LATIN CAPITAL LETTER YR is based mistaken mapping.  The cased forms of Z WITH HOOK exist.  The letter OU is used in Algonquin: the question is whether we need it separately encoded for Latin and Greek.  As they stand, they are working documents. We should be making clear use of our technical expertise. By the time they get to PDAM we should comment them upon.

Ksar said that these proposals will be on the agenda of the WG2 meeting in London.  Whistler recommended incorporating all technical feedback on the TC46 proposals into one document.
Ksar said that he had asked for them to be treated a separate proposals.  To avoid many separate votes, it was agreed to defer further discussion so that the proposals could be dealt with together.

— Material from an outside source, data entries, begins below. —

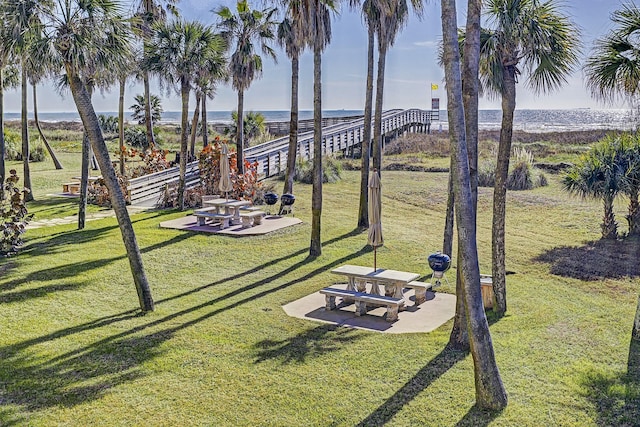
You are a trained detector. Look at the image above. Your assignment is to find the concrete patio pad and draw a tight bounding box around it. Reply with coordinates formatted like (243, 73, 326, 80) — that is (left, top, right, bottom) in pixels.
(159, 214, 302, 236)
(283, 284, 456, 334)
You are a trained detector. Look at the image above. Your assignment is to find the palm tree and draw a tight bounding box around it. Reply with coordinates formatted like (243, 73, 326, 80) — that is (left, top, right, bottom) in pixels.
(440, 0, 507, 410)
(478, 0, 579, 315)
(192, 54, 227, 154)
(584, 3, 640, 107)
(31, 0, 155, 312)
(216, 0, 277, 174)
(306, 0, 335, 257)
(620, 136, 640, 236)
(135, 0, 179, 147)
(130, 93, 163, 125)
(3, 0, 42, 202)
(145, 19, 225, 210)
(371, 0, 422, 174)
(355, 0, 381, 229)
(563, 136, 627, 240)
(448, 0, 482, 351)
(277, 2, 311, 213)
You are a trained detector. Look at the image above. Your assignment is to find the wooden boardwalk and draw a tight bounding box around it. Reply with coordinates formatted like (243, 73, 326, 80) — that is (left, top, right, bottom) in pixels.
(128, 108, 435, 206)
(245, 108, 436, 178)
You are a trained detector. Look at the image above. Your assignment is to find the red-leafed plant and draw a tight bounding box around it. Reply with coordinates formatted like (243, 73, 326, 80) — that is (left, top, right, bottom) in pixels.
(198, 137, 262, 202)
(0, 170, 33, 257)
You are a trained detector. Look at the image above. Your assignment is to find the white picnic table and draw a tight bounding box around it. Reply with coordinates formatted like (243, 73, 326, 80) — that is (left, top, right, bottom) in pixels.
(203, 199, 251, 225)
(330, 264, 420, 300)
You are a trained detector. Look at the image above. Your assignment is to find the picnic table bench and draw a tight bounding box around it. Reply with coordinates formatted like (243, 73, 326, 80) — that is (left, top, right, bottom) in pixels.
(62, 182, 81, 194)
(404, 281, 433, 305)
(320, 287, 404, 322)
(193, 211, 233, 228)
(239, 210, 265, 227)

Action Item 77-34 for Aliprand: Draft L2/Unicode position paper on applications for registrations.

Action Item 77-35 for Aliprand: Draft L2/Unicode position paper on proposed addition to 10646 of characters from TC 46 character sets.

Action Item 77-36 for Aliprand: Draft L2/Unicode position paper on proposed addition to 10646 of other characters (i.e., those not from TC 46 character sets).

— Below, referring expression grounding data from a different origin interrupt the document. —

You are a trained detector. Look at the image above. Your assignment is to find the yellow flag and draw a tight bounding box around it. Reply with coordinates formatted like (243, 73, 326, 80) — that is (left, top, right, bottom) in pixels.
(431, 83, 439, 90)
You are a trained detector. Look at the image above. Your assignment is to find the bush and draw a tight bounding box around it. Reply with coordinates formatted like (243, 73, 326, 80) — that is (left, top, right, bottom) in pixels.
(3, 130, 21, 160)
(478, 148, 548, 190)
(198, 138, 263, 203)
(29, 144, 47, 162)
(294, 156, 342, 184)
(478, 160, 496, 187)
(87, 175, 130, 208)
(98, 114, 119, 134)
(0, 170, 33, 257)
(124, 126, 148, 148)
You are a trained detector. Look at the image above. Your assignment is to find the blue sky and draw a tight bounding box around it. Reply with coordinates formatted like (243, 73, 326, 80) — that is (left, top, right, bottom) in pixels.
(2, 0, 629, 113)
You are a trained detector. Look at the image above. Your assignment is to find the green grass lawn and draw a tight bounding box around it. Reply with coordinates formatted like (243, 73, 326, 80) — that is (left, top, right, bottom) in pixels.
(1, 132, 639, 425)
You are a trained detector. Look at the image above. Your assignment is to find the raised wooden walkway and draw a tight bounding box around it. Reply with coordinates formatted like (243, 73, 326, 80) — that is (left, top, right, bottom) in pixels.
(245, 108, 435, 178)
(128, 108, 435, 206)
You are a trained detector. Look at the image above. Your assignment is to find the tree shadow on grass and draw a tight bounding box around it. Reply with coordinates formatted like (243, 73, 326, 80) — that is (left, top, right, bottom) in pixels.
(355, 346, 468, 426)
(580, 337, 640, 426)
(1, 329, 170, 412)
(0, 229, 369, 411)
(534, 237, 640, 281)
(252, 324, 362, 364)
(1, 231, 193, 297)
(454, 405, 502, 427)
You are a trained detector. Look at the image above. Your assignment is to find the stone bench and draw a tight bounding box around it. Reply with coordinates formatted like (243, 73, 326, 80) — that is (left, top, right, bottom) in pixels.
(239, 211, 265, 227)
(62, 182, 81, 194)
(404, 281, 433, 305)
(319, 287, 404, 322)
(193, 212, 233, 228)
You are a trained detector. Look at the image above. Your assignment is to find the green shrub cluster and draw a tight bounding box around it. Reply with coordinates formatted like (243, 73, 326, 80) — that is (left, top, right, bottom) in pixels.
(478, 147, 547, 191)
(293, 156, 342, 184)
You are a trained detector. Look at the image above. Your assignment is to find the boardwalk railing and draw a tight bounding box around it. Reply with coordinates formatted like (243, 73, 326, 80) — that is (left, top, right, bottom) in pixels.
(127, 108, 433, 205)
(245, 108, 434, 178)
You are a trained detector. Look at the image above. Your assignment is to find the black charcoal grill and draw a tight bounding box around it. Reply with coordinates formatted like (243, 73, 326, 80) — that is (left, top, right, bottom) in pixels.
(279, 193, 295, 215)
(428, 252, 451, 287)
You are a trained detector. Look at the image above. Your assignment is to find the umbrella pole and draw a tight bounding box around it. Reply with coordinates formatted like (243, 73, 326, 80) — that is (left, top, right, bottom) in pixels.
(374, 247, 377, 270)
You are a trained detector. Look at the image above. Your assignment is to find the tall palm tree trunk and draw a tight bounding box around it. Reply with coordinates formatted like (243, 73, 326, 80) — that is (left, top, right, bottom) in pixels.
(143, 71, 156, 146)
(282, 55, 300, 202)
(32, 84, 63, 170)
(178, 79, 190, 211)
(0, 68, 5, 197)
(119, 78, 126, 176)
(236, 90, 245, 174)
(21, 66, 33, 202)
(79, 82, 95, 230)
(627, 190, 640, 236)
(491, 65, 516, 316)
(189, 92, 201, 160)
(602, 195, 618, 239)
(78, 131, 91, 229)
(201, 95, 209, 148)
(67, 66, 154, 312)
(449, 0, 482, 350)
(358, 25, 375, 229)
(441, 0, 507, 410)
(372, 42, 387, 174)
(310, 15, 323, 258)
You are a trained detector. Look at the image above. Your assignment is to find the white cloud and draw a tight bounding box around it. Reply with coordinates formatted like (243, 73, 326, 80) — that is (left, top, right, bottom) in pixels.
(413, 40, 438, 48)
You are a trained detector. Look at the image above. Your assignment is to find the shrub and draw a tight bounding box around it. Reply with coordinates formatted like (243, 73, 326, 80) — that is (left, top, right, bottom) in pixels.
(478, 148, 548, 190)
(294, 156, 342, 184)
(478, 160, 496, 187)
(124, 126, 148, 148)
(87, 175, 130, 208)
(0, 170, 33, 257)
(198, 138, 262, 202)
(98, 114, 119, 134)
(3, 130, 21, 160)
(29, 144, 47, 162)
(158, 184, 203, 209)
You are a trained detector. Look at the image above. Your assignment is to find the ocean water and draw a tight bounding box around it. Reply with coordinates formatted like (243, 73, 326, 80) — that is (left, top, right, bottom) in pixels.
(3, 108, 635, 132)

Extended Tibetan (IV.D.1.a)
[Document L2/98-218]

Judith Lundberg asked permission to tape record this section of the meeting since Chris Fynn, the Orient Foundation’s expert, could not attend.  The Chair asked whether anyone objected to this request.  Since there were no objections, the Chair granted permission.

McGowan presented the proposal, which is based on the work of the Tibetan Extensions ad hoc group.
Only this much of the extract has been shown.